There is no philosophy! (en)
- bschult3
- 6 days ago
- 4 min read
I study philosophy at a university and participate in a course on philosophical practice. Logically you can imagine that I am surrounded by much talk about what philosophy is and how it can taught. And to be honest, the more it is talked about and the more people seem to identify with ‘philosophy’ or their ‘philosophical practice’ the weirder this whole thing appears for me. The absurdity reached a peak in my last two-day training course on how to practice philosophy (e.g. with kids in school). The teacher insisted that philosophy is not just a theoretical endeavor of white, old men at university but can actually be applied to your everyday life and in your classroom (most attendants were teachers) and in your consulting practice, and so on and so forth. You simply have to create the right, ‘safe’ space for it and ask the right questions and you will be practicing philosophy, “yay” (the trainers really made exclamations like that). Maybe you can already imagine what was going on inside of me at this point. If not you will hear it now.
Apart from useless exclamations like ‘yay’, ‘wonderful’, or ‘it is so great that we are all here’ or stuff like this which is hard for me to bear, the whole idea that philosophy is such and such and especially the proposition that “you just have to do this and that and then you are doing philosophy” is to me, to put it mildly, unreflected. Some would say it is straight-on nonsense.
So to say it loud and clear: THERE IS NO PHILOSOPHY.
Now you will probably ask: “But how can there be no philosophy if you are studying it even yourself?”
Well, because if you look really closely, it is a scam. A scam that even most people inside of the philosophical institutions might not see, but that’s what it is. A scam, a trick.
There is no philosophy. Philosophy is not theoretical, and definitely it is not a particular practice that you can learn by asking the right sort of questions.
There is no philosophy because philosophy is just living. It is the expression of a curious, human life in the form of thought and speech and act. Nobody who has ever really embodied philosophy thinks about philosophy. You cannot think about doing philosophy and philosophize at the same time. The people who really do philosophize (e.g. children) might not even know the term for it let alone the proper way to do philosophy, THEY JUST DO IT. They are curious about themselves, about life, about the world so they ask questions, they investigate, they ponder. We might observe this from the outside and put it in the category of “the children are philosophizing” but this label is completely irrelevant to the internal process of the child.
The definition of philosophy is always an external process. On the inside, on the side of the ‘philosopher,’ there is no philosophy. He simply lives out his curiosity, his needs, and his impulses.
Therefore philosophy cannot be practiced. It is neither theory nor practice, it is just an external projection from an observer onto the individual. There are no philosophical questions and there is no way to learn to philosophize. Just as you cannot learn to love somebody by taking a course on “how to love someone”, in the same way, you cannot learn to be curious (aka philosophize) by taking a course on “how to be curious” (aka “how to philosophize”).
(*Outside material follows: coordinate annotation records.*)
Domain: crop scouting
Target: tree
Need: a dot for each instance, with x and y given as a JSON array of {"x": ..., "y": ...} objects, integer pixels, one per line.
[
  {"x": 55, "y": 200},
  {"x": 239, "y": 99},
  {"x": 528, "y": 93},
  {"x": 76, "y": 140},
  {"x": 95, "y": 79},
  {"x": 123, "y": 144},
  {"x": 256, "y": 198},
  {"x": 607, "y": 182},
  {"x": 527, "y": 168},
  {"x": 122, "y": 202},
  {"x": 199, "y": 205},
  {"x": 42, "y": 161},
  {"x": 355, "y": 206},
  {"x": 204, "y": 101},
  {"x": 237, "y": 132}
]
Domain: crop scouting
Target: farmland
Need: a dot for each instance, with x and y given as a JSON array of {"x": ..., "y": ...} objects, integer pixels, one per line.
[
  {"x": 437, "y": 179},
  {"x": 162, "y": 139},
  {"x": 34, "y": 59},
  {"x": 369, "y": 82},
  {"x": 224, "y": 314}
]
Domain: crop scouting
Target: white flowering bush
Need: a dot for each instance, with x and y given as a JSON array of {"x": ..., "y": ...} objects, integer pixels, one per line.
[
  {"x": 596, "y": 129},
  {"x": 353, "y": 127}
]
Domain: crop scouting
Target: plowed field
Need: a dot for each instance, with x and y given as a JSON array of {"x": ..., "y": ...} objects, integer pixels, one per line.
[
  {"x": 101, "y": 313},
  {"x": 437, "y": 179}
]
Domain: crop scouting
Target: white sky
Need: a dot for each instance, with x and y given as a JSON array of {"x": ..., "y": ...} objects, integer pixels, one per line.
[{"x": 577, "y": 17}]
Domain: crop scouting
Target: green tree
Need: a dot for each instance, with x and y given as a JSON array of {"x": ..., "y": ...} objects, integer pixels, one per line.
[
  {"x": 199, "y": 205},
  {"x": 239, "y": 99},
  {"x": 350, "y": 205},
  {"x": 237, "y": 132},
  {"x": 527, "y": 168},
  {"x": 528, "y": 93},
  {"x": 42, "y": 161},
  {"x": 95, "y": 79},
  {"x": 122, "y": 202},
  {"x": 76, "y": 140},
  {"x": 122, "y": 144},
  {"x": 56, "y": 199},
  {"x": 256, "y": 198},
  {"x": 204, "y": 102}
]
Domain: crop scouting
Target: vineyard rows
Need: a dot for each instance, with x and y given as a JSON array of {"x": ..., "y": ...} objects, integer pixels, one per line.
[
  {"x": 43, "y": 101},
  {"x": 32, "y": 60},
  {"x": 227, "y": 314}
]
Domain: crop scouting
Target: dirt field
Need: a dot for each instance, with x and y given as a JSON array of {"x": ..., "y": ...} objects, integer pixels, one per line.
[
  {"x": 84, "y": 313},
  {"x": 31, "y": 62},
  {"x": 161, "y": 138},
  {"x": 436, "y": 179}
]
Love, curiosity, and philosophy (if you want to say so) are your very nature. Loving is not created by behaving ‘lovingly’, not by following an external definition of how to love. Love is what happens to you if you let all this cognitive shit go and just be who you are. Same with curiosity. You cannot learn to be curious because YOU ARE CURIOUS. Trying to learn this is only the symptom of you believing that you have to do something to achieve this (thanks to our crazy culture). But you don’t. And you can’t.
Thus there is no way to learn philosophy and nothing you can do to philosophize. Just forget the whole thing altogether. Who cares about philosophy anyway? If anything, it is just made to seem important through your cultural conditioning, which is the very bullshit we’ll have to get rid of.
If you are curious about something, great! Follow your interests, your needs, and just live. That’s what it is about. That’s what Socrates did. He was simply curious to engage in conversation with people and asked his questions out of sincere interest.
If we try to ‘practice philosophy’ we do nothing other than play theater. Which is fine. But it is playing theater. And that is great if you are aware that you are playing theater. If you think you are doing the great stuff called philosophy but are playing theater actually, you’re fooling yourself.
You don’t need philosophy, the same way no child needs to go to school to be interested in life, to be willing to learn their first language and explore its surroundings. What we are touching upon here might be the biggest lie of our culture and one, if not the key reason, why we are so unhappy:
We are made to believe that that which we are by nature (loving, curious, cooperative, etc.) is not there from the beginning and that instead, it has to be created in us by force, either by external authority or by ourselves. Both are impossible. And because it is impossible we suffer as long as we do not realize this. We fight a battle that cannot be won because the battle itself is an illusion.
So, to come to an end. We see that we cannot learn philosophy. We cannot practice philosophy. Because we are human beings and by virtue of that we are philosophers!